Siju Wilson, as the main character, Dr. Prakash, delivers an okay performance for a larger part of the movie, as it is not that demanding. However, there are sequences in the film where he breaks down mentally, and there is this one particular instant where he screams Why? to his wife, and the voice modulation was really bad. Drishya Ragunath gets a character who gets lost in the chaos towards the end. Ashwin Kkumar plays a key character in the movie, and I don’t understand why filmmakers are giving him really tough Malayalam dialogues when the option of using English is definitely there. I mean, there are instances in the movie where characters are ranting in English in the most forced manner. Krisha Kurup plays the part of Ragitha Prakash, and she was struggling with some of the excessively melodramatic dialogues. Jagadish gets a character who rarely contributed to the narrative.

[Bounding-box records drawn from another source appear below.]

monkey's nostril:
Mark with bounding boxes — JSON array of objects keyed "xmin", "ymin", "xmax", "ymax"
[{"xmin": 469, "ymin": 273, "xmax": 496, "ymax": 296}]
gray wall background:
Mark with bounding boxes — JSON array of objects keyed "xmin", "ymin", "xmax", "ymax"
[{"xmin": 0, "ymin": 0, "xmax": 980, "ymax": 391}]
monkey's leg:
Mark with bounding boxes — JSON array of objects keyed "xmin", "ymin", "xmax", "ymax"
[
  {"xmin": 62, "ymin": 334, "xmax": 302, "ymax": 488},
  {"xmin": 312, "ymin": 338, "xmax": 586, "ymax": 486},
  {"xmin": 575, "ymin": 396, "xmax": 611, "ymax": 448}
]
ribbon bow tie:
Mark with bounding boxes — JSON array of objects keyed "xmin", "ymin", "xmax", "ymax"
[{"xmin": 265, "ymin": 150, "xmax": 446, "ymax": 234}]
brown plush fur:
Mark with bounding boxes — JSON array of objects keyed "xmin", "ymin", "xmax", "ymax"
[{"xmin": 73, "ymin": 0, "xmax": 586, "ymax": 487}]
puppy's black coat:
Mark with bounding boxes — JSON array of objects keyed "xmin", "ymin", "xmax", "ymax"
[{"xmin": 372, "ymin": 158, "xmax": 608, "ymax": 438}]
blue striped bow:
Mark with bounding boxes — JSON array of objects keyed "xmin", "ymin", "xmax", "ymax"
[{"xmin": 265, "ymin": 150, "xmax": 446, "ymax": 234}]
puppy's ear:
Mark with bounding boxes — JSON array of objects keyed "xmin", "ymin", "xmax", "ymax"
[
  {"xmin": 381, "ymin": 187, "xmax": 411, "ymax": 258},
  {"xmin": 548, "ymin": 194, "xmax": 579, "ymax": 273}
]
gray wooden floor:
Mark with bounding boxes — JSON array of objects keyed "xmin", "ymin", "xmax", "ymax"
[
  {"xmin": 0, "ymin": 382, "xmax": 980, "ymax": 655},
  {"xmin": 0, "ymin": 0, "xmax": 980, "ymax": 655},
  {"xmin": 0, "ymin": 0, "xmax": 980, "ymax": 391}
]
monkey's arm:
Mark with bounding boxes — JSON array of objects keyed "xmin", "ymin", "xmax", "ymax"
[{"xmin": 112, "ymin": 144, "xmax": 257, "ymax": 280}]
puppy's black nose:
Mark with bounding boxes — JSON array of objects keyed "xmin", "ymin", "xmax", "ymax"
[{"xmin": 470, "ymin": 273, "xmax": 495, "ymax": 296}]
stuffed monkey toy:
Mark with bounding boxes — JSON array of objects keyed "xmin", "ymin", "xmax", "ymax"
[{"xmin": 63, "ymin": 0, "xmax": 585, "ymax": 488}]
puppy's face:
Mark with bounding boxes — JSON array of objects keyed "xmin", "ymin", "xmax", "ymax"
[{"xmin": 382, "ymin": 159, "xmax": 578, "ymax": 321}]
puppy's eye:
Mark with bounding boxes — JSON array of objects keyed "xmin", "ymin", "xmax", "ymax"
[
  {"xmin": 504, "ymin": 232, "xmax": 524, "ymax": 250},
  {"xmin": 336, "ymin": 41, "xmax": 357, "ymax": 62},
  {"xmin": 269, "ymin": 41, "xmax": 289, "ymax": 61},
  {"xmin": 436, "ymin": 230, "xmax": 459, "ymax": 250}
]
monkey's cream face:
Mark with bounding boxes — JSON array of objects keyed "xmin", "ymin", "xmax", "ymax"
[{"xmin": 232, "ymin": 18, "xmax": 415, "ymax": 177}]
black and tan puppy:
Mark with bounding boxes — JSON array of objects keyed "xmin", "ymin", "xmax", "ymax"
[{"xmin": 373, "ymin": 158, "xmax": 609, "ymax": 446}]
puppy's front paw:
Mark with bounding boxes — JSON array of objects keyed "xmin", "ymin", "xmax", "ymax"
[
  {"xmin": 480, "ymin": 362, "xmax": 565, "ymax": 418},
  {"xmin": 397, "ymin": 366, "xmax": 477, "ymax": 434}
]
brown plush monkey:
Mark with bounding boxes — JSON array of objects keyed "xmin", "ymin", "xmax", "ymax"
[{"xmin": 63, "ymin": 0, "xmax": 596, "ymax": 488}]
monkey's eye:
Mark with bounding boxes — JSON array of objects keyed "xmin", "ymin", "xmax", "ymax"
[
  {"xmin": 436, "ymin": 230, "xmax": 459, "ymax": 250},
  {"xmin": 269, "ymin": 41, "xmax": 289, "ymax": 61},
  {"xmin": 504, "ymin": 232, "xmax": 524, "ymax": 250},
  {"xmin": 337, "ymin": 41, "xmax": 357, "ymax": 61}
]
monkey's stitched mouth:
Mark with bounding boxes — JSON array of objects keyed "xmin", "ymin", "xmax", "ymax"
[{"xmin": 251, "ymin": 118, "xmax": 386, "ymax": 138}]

There is a character named Dr. Nikhil in this movie who is a junior to our hero, and the writing of that character can be used to demonstrate the outdatedness of this thriller. Be it the womanizer comedy or the shocking twist, everything associated with him is extremely predictable and sloppy. The fact that the makers thought his scenes were either funny or surprising gives you an idea of how disconnected they are from an updated audience. The writing, at times, becomes a podium for the writer to demonstrate his accumulated knowledge. The stiffness of the dialogue also makes the viewing experience very tiresome. Establishing a mental health condition of one of the key characters is an important aspect of the movie, and the screenplay couldn’t bring authenticity in that, as it went after the buildup. Gopi Sundar’s score felt pretty generic.
The only thing interesting about Dose is the condition of one particular character. If they could have built the whole thing around that condition, the movie could have been a lot more engaging despite having a story that is familiar. Unfortunately, Abhilash R Nair is going after the usual pattern of showing various subplots filled with montage songs and useless flashbacks. Hence, once you backtrack the whole story after finding out the real reason, a good chunk of the scenes in this movie would end up looking like a pointless addition. The only thing that I liked and the only truly unpredictable thing in this movie was the placement of the title card, which comes at an odd place and won’t let anyone take a snap of that.